Não se admira que os antigos senhores de escravos, os novos proprietários, enfim, a classe social beneficiária do sistema, tivessem os mais estranhos preconceitos e os mais extravagantes conceitos sobre os negros, quando não poucos cientistas manifestaram idéias que ajudaram a manter o negro “no seu lugar”. E mais forte que alguns desses cientistas – que perduraram com seu racismo até o desastre nazista – foi a participação da Igreja Católica, de alguns teólogos protestantes e filósofos, afirmando em bulas papais (caso do Papa Nicolau V, quando autoriza a caça e venda de negros) ou em sermões que Deus havia determinado a “inferioridade do negro”. O racismo e a discriminação já existiam, não foram criados pela eugenia, contudo ela os institucionalizou, e o futebol foi apenas um dos caminhos utilizados por essa ideologia.
Referências
ALVES, Givanildo. História do Futebol em Pernambuco. Recife: Editora Bagaço, 2a Edição, 1998.
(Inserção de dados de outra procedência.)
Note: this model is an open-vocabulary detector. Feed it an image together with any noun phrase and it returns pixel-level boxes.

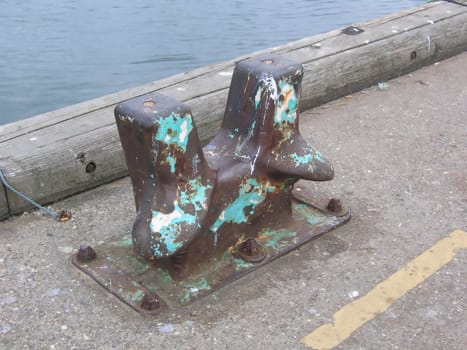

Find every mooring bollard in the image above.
[73,54,350,312]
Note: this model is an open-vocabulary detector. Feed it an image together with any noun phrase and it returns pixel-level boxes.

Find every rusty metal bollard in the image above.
[115,55,334,275]
[73,54,350,311]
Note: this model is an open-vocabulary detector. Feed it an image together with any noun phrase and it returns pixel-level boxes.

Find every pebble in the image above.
[157,324,175,333]
[0,295,18,305]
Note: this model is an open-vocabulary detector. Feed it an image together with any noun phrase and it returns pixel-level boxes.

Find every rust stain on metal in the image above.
[73,54,350,311]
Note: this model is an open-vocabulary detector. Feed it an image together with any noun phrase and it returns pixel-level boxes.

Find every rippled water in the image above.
[0,0,425,124]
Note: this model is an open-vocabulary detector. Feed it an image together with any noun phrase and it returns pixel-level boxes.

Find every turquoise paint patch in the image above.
[290,153,313,167]
[165,154,177,174]
[112,237,133,247]
[209,179,276,232]
[155,113,193,152]
[180,177,212,211]
[261,229,297,250]
[180,277,211,301]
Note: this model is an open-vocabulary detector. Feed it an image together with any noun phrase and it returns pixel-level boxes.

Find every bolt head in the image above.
[76,244,97,263]
[327,198,344,214]
[141,293,161,311]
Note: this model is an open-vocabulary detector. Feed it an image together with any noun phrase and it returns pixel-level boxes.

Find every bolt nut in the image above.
[141,293,161,311]
[76,244,97,263]
[326,198,344,214]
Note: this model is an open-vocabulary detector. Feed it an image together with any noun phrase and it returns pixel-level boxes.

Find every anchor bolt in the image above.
[326,198,344,214]
[76,244,96,263]
[141,294,161,311]
[234,238,266,262]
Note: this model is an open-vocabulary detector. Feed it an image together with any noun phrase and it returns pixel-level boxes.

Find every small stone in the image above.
[45,288,61,299]
[0,295,18,305]
[0,325,11,334]
[158,324,175,333]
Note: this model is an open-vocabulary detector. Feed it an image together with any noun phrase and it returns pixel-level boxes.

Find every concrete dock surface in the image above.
[0,52,467,349]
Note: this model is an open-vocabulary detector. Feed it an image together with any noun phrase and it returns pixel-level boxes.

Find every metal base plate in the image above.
[73,196,350,315]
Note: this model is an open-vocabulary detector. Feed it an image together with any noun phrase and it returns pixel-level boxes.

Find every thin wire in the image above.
[0,169,60,220]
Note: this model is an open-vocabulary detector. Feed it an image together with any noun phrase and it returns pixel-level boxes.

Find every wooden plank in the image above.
[0,2,467,218]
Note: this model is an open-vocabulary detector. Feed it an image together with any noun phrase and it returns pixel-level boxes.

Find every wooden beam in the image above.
[0,2,467,218]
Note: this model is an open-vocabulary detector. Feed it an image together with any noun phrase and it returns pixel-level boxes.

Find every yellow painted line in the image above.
[302,230,467,350]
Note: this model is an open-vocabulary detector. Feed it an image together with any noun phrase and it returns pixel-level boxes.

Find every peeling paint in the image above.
[179,177,212,211]
[149,201,196,257]
[155,113,193,152]
[259,229,297,250]
[274,80,298,124]
[290,147,325,167]
[209,178,276,232]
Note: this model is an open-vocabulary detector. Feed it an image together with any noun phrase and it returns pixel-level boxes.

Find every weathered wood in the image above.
[0,2,467,218]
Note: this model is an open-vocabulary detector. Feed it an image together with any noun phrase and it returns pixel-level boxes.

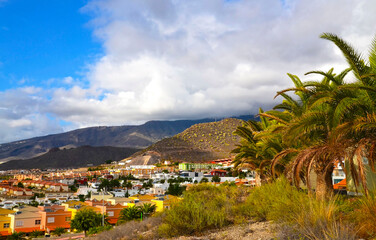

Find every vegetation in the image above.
[159,184,250,237]
[70,208,102,236]
[119,203,157,222]
[88,225,112,235]
[233,33,376,199]
[7,232,26,240]
[29,230,44,238]
[166,183,186,196]
[52,227,66,236]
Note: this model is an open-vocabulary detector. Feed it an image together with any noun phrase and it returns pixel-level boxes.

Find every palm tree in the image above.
[70,208,102,236]
[283,69,349,199]
[119,206,142,221]
[321,33,376,194]
[232,109,283,183]
[141,203,157,217]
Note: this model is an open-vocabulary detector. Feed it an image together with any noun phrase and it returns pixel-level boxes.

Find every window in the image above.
[16,221,23,227]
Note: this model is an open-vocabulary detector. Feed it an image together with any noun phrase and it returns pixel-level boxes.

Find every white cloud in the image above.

Anos 90 - Revista do Programa de Pós-Graduação em História UFRG, n. 11. Porto Alegre, julho de 1999.
CHIAVENATO, Julio José. O negro no Brasil: da senzala à Guerra do Paraguai. São Paulo: Livraria Brasiliense, 1a Edição, 1980.
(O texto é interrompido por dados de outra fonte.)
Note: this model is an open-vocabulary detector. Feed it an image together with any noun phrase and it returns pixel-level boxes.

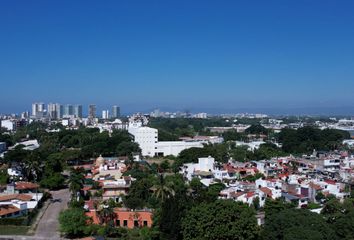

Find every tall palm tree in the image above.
[152,174,175,202]
[69,169,85,201]
[23,153,42,181]
[97,202,115,224]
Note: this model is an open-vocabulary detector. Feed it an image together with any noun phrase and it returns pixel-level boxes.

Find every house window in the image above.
[134,220,139,227]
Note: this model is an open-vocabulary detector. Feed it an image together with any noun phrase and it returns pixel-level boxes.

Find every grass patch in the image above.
[0,225,30,235]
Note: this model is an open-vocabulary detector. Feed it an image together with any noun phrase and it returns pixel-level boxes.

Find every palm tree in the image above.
[151,174,175,202]
[23,153,42,181]
[97,201,115,224]
[69,168,85,201]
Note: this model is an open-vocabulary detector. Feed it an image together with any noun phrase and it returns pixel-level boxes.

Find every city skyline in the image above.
[0,1,354,114]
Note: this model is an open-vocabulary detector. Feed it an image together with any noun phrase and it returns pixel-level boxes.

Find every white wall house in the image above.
[128,123,203,157]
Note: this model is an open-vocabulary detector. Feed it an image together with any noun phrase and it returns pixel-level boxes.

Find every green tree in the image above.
[262,209,335,240]
[152,174,175,202]
[59,208,89,237]
[182,200,259,240]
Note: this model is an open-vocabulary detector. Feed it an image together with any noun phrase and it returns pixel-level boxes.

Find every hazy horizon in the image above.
[0,0,354,115]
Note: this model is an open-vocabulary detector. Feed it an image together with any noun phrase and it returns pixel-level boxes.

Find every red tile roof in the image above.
[259,187,272,197]
[15,182,39,190]
[0,205,20,216]
[0,194,32,202]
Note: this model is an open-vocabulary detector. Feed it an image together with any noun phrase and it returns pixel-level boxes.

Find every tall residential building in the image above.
[64,104,74,116]
[74,105,82,118]
[48,103,63,119]
[56,103,64,119]
[112,105,120,118]
[32,102,45,117]
[88,104,96,118]
[102,110,109,119]
[47,103,58,119]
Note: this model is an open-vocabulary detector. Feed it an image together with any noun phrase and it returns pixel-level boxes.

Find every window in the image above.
[134,220,139,227]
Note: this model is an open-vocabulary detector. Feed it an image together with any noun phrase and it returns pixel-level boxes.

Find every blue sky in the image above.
[0,0,354,113]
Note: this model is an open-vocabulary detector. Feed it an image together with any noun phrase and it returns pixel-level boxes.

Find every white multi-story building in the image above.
[128,122,203,157]
[128,124,158,157]
[0,120,16,131]
[32,103,45,117]
[102,110,109,119]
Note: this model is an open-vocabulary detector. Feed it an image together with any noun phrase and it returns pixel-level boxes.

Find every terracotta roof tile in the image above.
[0,205,20,216]
[0,194,32,202]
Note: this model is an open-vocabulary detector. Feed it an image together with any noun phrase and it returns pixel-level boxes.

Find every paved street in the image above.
[0,189,70,240]
[35,189,70,239]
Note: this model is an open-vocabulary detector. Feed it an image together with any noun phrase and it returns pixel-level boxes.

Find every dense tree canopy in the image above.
[262,208,335,240]
[182,200,259,240]
[279,127,350,153]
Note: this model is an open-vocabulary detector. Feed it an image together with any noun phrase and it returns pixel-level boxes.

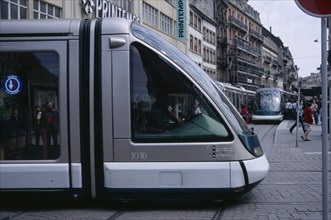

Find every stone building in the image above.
[0,0,314,90]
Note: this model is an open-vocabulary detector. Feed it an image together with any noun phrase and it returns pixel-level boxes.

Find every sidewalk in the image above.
[274,120,330,154]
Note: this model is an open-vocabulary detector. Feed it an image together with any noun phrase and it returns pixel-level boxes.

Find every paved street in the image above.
[0,121,331,220]
[222,121,331,220]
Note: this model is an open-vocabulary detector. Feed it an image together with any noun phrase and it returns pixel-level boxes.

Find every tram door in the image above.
[0,37,81,190]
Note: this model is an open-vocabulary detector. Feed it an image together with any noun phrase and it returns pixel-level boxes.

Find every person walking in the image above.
[301,102,314,141]
[289,100,306,133]
[240,104,249,124]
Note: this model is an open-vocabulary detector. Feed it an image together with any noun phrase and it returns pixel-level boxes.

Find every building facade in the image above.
[0,0,306,90]
[227,0,263,90]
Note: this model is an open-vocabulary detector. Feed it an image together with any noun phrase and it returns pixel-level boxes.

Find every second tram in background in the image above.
[252,88,296,122]
[216,82,255,120]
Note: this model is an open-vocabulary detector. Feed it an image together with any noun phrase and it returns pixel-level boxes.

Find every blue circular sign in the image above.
[2,75,22,95]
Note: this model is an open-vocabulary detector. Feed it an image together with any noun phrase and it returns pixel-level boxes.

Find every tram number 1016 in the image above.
[131,152,148,160]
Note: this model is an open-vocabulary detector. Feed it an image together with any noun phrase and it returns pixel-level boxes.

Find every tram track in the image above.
[107,209,127,220]
[212,206,226,220]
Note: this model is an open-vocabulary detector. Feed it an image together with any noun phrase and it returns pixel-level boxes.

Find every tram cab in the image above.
[0,18,269,201]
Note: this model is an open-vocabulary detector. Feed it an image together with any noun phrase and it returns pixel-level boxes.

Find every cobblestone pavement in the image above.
[221,121,331,220]
[0,121,331,220]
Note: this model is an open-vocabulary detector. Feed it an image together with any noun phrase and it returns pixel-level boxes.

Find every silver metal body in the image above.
[0,19,269,200]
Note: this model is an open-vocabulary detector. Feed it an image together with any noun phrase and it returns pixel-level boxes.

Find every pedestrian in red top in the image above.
[301,102,314,141]
[240,104,249,124]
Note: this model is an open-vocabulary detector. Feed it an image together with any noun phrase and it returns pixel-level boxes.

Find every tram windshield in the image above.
[132,23,248,133]
[255,89,282,112]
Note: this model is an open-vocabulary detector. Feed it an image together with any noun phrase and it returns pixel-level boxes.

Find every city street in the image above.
[0,121,331,220]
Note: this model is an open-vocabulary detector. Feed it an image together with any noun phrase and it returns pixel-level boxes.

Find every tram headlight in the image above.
[238,134,263,157]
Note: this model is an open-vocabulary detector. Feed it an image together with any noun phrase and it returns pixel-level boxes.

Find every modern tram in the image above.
[252,88,297,123]
[216,82,256,120]
[0,18,269,203]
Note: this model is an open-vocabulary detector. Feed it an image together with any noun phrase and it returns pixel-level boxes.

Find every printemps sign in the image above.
[82,0,140,22]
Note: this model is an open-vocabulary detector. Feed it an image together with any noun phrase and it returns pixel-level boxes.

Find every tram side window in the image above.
[130,43,233,142]
[0,51,60,160]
GUIMARÃES, Aroldo Praça. Gol de Aroldo: crônicas esportivas. Recife: Edição do autor, 2001.
Jornal “A Província”. Recife: 28/04/1906 – Anno XXIX, n. 95.
PEREIRA, Leonardo Affonso de Miranda. Footballmania: uma história social do futebol no Rio de Janeiro, 1902-1938. Rio de Janeiro: Nova Fronteira, 1a Edição, 2000.
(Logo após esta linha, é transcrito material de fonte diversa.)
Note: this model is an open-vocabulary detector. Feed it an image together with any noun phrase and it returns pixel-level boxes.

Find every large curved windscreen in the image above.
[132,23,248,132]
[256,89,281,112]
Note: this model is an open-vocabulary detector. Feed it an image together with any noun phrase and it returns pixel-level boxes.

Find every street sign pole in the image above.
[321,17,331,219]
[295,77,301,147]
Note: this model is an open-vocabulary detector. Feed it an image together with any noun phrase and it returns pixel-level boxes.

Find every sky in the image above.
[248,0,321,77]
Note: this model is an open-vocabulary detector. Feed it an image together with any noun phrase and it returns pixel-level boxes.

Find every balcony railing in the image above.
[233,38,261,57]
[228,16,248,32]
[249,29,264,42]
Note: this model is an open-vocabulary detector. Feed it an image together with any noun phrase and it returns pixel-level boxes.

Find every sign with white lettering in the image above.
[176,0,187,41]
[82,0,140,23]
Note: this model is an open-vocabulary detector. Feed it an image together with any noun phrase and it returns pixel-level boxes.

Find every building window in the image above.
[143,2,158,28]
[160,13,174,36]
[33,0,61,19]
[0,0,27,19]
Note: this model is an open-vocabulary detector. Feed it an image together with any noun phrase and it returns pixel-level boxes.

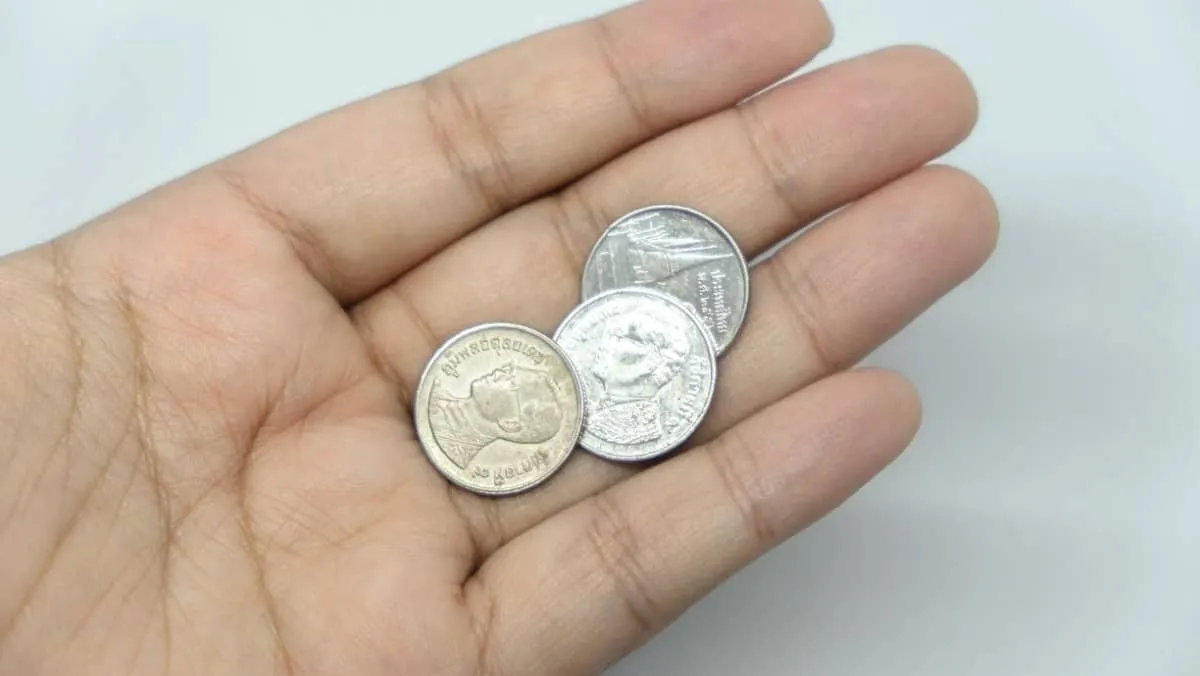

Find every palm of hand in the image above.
[0,0,995,675]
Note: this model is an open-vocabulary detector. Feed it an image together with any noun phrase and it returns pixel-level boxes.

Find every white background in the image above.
[0,0,1200,676]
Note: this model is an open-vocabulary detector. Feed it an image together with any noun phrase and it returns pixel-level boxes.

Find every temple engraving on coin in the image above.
[556,287,716,461]
[430,363,564,469]
[583,207,749,353]
[414,324,583,495]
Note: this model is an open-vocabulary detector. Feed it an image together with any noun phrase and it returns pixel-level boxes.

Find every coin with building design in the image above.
[413,324,583,495]
[582,205,750,354]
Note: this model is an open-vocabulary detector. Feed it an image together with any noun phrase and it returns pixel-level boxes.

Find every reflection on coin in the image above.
[554,287,716,462]
[413,324,583,495]
[583,205,750,354]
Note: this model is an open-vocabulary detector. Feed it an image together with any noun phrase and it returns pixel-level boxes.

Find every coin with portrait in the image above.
[583,205,750,354]
[413,324,583,495]
[554,287,716,462]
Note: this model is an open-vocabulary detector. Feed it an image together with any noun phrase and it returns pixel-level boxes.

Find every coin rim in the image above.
[554,286,720,462]
[413,322,587,497]
[580,204,750,357]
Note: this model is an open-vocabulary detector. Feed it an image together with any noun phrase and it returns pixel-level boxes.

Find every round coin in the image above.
[554,287,716,462]
[583,205,750,354]
[413,324,583,496]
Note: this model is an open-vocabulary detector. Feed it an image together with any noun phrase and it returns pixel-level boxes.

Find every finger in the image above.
[355,49,995,552]
[466,371,919,675]
[355,49,974,408]
[210,0,829,301]
[422,167,998,561]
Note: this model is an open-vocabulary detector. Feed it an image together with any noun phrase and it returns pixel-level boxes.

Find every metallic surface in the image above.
[554,287,716,462]
[413,324,583,496]
[583,205,750,354]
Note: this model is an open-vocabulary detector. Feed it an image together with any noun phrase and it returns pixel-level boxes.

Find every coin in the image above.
[413,324,583,496]
[554,287,716,462]
[583,205,750,354]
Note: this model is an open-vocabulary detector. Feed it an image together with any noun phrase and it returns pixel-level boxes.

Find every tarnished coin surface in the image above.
[554,287,716,462]
[413,324,583,495]
[583,205,750,354]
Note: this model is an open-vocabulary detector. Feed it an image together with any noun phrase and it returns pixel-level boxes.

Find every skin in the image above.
[0,0,997,676]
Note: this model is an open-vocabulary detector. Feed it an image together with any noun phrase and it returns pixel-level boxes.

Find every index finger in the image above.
[210,0,830,298]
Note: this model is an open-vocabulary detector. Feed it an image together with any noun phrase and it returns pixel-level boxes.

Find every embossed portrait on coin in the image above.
[430,364,565,469]
[588,315,689,444]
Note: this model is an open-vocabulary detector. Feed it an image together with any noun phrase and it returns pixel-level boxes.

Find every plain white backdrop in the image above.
[0,0,1200,676]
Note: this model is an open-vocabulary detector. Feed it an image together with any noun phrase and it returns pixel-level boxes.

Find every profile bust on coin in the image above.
[588,315,690,444]
[554,287,716,462]
[430,363,564,469]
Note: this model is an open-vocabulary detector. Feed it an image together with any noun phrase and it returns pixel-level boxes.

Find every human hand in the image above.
[0,0,996,676]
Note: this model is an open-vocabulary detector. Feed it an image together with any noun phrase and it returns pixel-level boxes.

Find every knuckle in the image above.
[588,492,664,638]
[762,252,846,373]
[420,71,517,213]
[706,429,780,551]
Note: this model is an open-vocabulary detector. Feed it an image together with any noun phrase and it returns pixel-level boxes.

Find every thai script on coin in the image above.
[554,287,716,461]
[413,324,583,495]
[583,205,750,354]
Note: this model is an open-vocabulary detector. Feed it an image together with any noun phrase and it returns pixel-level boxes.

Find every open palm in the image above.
[0,0,996,676]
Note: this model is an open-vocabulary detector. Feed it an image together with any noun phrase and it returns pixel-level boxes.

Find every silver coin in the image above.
[583,205,750,354]
[554,287,716,462]
[413,324,583,495]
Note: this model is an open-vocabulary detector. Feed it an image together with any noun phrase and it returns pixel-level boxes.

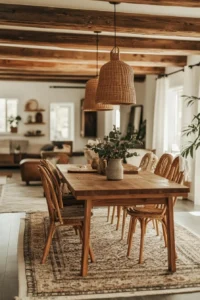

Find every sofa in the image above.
[0,138,73,167]
[20,151,69,185]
SKIDMORE, Thomas E. Preto no Branco: raça e nacionalidade no pensamento brasileiro. Rio de Janeiro: Editora Paz e Terra, 1a Edição, 1976.
1 CHIAVENATO, Julio José. O negro no Brasil: da senzala à Guerra do Paraguai. pág. 171.
2 SKIDMORE, Thomas E. Preto no Branco: raça e nacionalidade no pensamento brasileiro.
3 CHIAVENATO, Julio José. Pág. 170.
4 MACIEL, Maria Eunice de S. A Eugenia no Brasil, in Anos 90, n. 11. Porto Alegre, julho de 1999.
5 ALVES, Givanildo. História do Futebol em Pernambuco.
GUIMARÃES, Aroldo Praça. Gol de Aroldo: crônicas esportivas.
6 Jornal “A Província”. Recife, 28/04/1906 –Anno XXIX, n. 95.
7 PEREIRA, Leonardo Affonso de Miranda. Pág. 44.
8 Foucault, Michel. Os Anormais. Pág. 403. – Para o autor o racismo que nasce na psiquiatria dessa época é o racismo contra o anormal, contra pessoas que possam transmitir a seus descendentes o “mal”, o “estigma”, o “não-normal” que trazem em si.